Reactive synthesis is an automated procedure to obtain a correct-by-construction reactive system from its temporal logic specification. Two of the main challenges in bringing reactive synthesis to practice are its very high worst-case complexity and the difficulty of writing declarative specifications using basic LTL operators. To address the first challenge, researchers have suggested the GR(1) fragment of LTL, which has an efficient polynomial time symbolic synthesis algorithm. To address the second challenge, specification languages include higher-level constructs that aim at allowing engineers to write succinct and readable specifications. One such construct is the triggers operator, as supported, e.g., in the Property Specification Language (PSL).

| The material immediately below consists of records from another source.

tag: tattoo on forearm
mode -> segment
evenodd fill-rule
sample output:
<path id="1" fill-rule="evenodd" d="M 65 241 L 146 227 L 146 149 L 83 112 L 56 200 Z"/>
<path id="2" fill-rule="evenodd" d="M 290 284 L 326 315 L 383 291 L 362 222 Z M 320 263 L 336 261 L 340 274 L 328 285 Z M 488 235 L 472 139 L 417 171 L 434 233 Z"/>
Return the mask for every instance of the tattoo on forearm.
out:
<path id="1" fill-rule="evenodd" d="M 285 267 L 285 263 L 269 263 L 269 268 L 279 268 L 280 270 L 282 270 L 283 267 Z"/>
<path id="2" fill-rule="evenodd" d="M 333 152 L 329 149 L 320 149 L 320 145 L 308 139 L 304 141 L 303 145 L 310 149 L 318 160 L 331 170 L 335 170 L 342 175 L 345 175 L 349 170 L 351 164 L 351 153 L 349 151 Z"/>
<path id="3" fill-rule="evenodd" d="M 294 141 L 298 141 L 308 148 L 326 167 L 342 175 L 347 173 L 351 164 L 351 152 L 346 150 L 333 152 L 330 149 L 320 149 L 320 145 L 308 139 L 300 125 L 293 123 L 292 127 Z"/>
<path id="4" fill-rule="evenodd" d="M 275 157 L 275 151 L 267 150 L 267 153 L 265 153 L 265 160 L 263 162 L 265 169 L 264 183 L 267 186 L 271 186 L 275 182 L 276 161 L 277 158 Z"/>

In this work we introduce triggers into specifications for reactive synthesis. The effectiveness of our contribution relies on a novel encoding of regular expressions using symbolic finite automata (SFA) and on a novel semantics for triggers that, in contrast to PSL triggers, admits an efficient translation into GR(1). We show that our triggers are expressive and succinct, and prove that our encoding is optimal.
We have implemented our ideas on top of the Spectra language and synthesizer. We demonstrate the usefulness and effectiveness of using triggers in specifications for synthesis, as well as the challenges involved in using them, via a study of more than 300 triggers written by undergraduate students who participated in a project class on writing specifications for synthesis.
To the best of our knowledge, our work is the first to introduce triggers into specifications for reactive synthesis.